RE: Servlet question

We have been struggling with this same problem here two.  Let me
clarify a couple of points however:

1.  Both encodings CP1252 and 8859-1 have "holes".  For 8859-1
the range 80-9F is invalid.  For CP1252, the values 80, 81, 8D,
8E, 8F, 90, 9D, and 9E are invalid (according to Kano's book).

2.  Roundtripping with Unicode works with both CP1252 and 8859-1 
because all the valid characters of both these encodings are also 
in Unicode.  If you start with a valid character in CP1252, you can
roundtrip that character (i.e. convert it to Unicode and then back to
CP1252) without loss of data.

3.  The Servlet 2.3 spec has new features that allow a programmer
to set character set on requests and responses.  But there appears
to be no way to do this reliably with earlier versions.

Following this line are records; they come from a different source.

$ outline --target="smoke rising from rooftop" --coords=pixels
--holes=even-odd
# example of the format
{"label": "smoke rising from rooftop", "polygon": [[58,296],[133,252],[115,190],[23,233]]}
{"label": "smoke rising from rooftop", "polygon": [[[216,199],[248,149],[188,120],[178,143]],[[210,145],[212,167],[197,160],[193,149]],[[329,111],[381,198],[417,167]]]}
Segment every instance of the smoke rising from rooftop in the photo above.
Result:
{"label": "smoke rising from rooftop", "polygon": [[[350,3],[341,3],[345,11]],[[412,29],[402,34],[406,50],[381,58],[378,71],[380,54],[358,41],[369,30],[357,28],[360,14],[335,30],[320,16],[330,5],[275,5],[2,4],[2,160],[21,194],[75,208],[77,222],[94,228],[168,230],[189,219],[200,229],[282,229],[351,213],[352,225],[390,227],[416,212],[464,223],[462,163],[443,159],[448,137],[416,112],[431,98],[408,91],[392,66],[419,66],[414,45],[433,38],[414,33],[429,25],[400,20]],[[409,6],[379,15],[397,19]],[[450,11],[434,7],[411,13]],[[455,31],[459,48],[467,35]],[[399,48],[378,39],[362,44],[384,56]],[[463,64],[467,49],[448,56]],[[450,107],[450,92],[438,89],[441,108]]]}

The response.setContentType method will set the HTTP header and also
cause Unicode strings to be converted as they are sent to the
browser - this is fine for outputting text data to the browser.  But 
there is no reliable way to convert characters that
are sent to the server in the request.  The often suggested method
for converting characters in the request is to use a line of code
that looks like this:

String strParam = new
String(request.getParameter("SomeName").getBytes("8859_1"), "UTF8");

What this code is supposed to do is "undo" the improper default
conversion that occurs
in getParameter.  Supposedly by calling getBytes with 8859_1, you will
convert your
Unicode back into bytes and then re-interpret those bytes correctly, in
this example, as UTF-8.

This is where the "holes" become problematic.  If your incoming request
data really is
UTF-8 then there may be octets whose values are in the invalid range for
8859-1 or CP1252.
If that is the case, then the improper conversion in getParameter will
cause these octets
to be mapped to 0xFFFD and the subsequent getBytes will in turn convert
the OxFFFD to 3F.
The value of the original octet will be lost forever.  Furthermore, the
input stream is
completely consumed by the request object, so the original data in
unavailable for further 
processing.

It seems that the only solution for pre 2.3 Servlet code is to mark the
form data as
binary so that the request object will not try to read it at all.  Then
write your own
code to read the form data which should convert all the %HH values to
octets and then
interpret the stream as the appropriate character set and then parse out
the form data.

If anyone knows a better solution, I would be very glad to hear it.  We
cannot depend upon
the Servlet 2.3 version yet because it is too new and not widely
installed.

-Paul






Paul Deuter
Internationalization Manager
Plumtree Software
paul.deuter@plumtree.com 
 


-----Original Message-----
From: Yves Arrouye [mailto:yves@realnames.com]
Sent: Monday, October 22, 2001 12:11 AM
To: 'Shigemichi Yazawa'; www-international@w3.org
Subject: RE: Servlet question


> Yes, two wrong conversions make a right result, However, Cp1252
> doesn't always work this way. Cp1252 <-> Unicode mapping table
> includes 5 undefined entries. If you pass 0x81, for example, to byte
> to char converter, it is converted to U+fffd (REPLACEMENT CHARACTER)
> and the round trip is not possible. Only ISO-8859-1 is the safe, round
> trippable encoding as far as I know.

Isn't ISO-8859-1 actually the one that has "holes" in C0/C1 that exhibit
this very behavior? I thought that was the case, and windows-1252 was
the
one that used C1 for platform-specific character (see
http://www-124.ibm.com/cvs/icu/charset/data/xml/windows-1252-2000.xml?re
v=1.
1&content-type=text/x-cvsweb-markup where apparently U+0081 is mapped to
0x81 in windows-1252).

YA

Received on Monday, 22 October 2001 11:25:41 UTC